# as any got a fully preloved account please help



## oldtyme (Mar 16, 2008)

the most shocking add ive see and i want at contact them 

Preloved | the stunning buster!!! for sale in Bradford, West Yorkshire, UK


----------



## pigglywiggly (Jul 19, 2008)

pm`d you the phone number.


----------



## Mischievous_Mark (Mar 16, 2008)

Poor thing looks like hes got mange.


----------



## sarahc (Jan 7, 2009)

poor Buster,let us know how you get on.


----------



## pigglywiggly (Jul 19, 2008)

poor boy looks so sore, would like to soak him in Seleen and get him to a vet for a check up.


----------



## oldtyme (Mar 16, 2008)

i will update tomoz when he get pick up


----------



## Mischievous_Mark (Mar 16, 2008)

oldtyme said:


> i will update tomoz when he get pick up


Becareful Neil it could be contagious as you'll already be aware of that fact. You don't want it spreading to your other dogs.


----------



## xXFooFooLaFluffXx (Aug 4, 2007)

have you got the facts off the person before slatin them? i mean, get them to show you any vet reports or get the vets number to talk about the skin condition?

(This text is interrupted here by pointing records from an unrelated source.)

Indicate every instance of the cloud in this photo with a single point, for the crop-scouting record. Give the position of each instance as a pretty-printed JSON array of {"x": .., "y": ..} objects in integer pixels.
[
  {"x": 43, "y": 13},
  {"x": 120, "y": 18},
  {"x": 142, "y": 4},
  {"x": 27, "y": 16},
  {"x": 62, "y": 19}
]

am i bein stupid in failin to see whats so shockin about this ad? if they had said in perfect condition but had that pic with it then i would find it shockin. or am i bein thick here? please tell me if i am


----------



## klair328 (Nov 15, 2006)

looks like it cud be a fake add to me..just my opinion


----------



## Mischievous_Mark (Mar 16, 2008)

klair328 said:


> looks like it cud be a fake add to me..just my opinion


that picture looks like a pup not a 2 year old.


----------



## xXFooFooLaFluffXx (Aug 4, 2007)

Mischievous_Mark said:


> that picture looks like a pup not a 2 year old.


 
is that why its so shockin? cos it doesnt look the age it should be?


----------



## klair328 (Nov 15, 2006)

no i recon its someone pretending to have this dog to get all these phone calls.. or bank details etc.. for a 2 year old like you sed looks very young and pup like.. and surely if it had this massive skin condition it wouldnt be getting sold for a price like tht if at all.. AND...surely they would have a got a better pic than that.. like indoors with family.. or in a more normal lookin situation rather thana googled image
just my opinion wel see though x


----------



## Mischievous_Mark (Mar 16, 2008)

xXFooFooLaFluffXx said:


> is that why its so shockin? cos it doesnt look the age it should be?


I wasn't talking about your post haha.

but in reply to your post
I personally haven't slated the owner, I said it "looks" like hes got mange but if the dog has been to the vets they would know exaclty what skin proble it has not "similar to dermatitis".


----------



## Mischievous_Mark (Mar 16, 2008)

pets, dogs, bulldog - Bradford, West Yorkshire - The Stunning Buster!!! Has to go this... - WPDATWGW

Hes also here and from what Ive read they have bred from a dog with a skin complainant as well.


----------



## Mischievous_Mark (Mar 16, 2008)

It gets worse 
The Stunning Buster!!! Has To Go This Week in Bradford on Freeads Classifieds - Bulldog classifieds


----------



## klair328 (Nov 15, 2006)

hope its a fake ad the 0703 numbers a dodgy one im sure


----------



## Mischievous_Mark (Mar 16, 2008)

I just dont see whay anyone would post pictures like that if they were really wanting to rehome a dog?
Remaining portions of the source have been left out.